A esteira da academia do hotel fica diante da janela, no 32º andar, de forma que se fosse mesmo possível correr na direção para onde me projeto, em uma linha reta imaginária de uns três quilômetros, provavelmente eu daria quase no topo do monte. Tipo aquele francês das cordas bambas que vão de um prédio a outro nas grandes cidades.
O hotel tem 33 andares e muita vista da cidade de Santos. A maresia consome muita coisa. Vejo guindastes do Porto no horizonte. Me lembro do livro do Mario Quintana que leio para os meninos, e chama os guindastes do porto (alegre?) de “domesticados dinossauros”.

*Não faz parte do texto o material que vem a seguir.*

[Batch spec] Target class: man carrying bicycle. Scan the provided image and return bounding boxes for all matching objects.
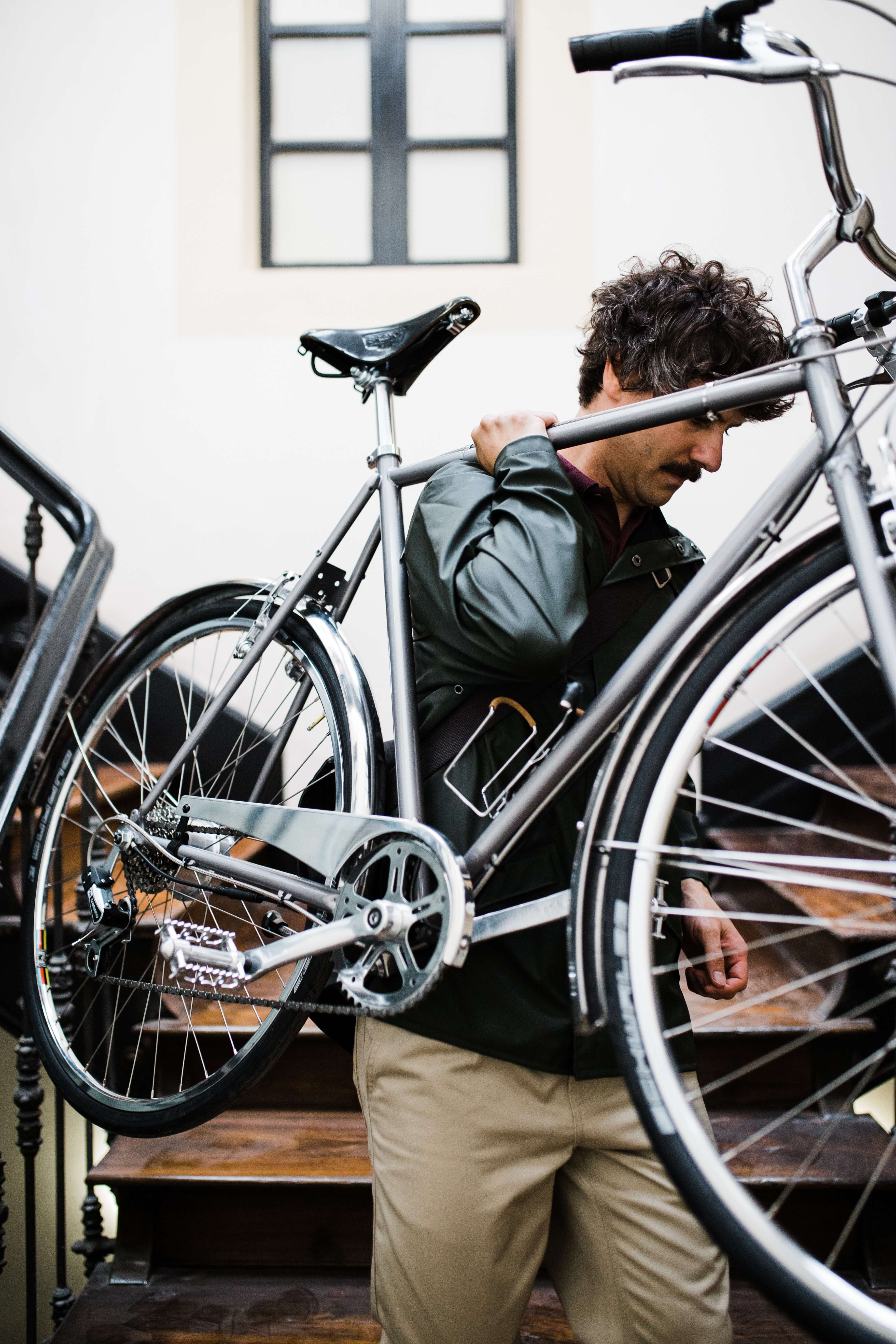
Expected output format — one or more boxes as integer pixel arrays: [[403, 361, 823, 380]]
[[355, 251, 786, 1344]]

O céu tá constantemente nublado desde que cheguei à cidade, e contra o cinza eu vejo um bando de pássaros enormes voando em círculos. Serão urubus ou gaivotas? Noto que o rabo deles parece uma tesoura. Lembro do meu pai, que nasceu em Bertioga, aqui perto, me ensinando a desenhar gaivotas quando eu era pequena: “tem que fazer um V na pontinha”. Acho que são gaivotas.
“Ao contrário do que eu temia”, escrevi para minha amiga F., “não estou chorando pelos cantos do festival nem no quarto do hotel sozinha à noite”.
Vejo a cara deles toda vez que pego o celular, configurado para exibir fotos dos meus filhos trocando o clique de hora em hora. Sinto saudades que às vezes são fisicamente doídas, alguma coisa sensível no estômago e na garganta. Recebo notícias, “o Dom está construindo a Estufa Gloriosa e o Milo pintou os dois braços e a barriga com canetinha, mas logo sai”; fico alegre e satisfeita que todos estão se divertindo, Ric está se divertindo, eu estou me divertindo (muito). Tenho conhecido tanta gente, ouvido tanta história, assistido tanta coisa, escutado tanto.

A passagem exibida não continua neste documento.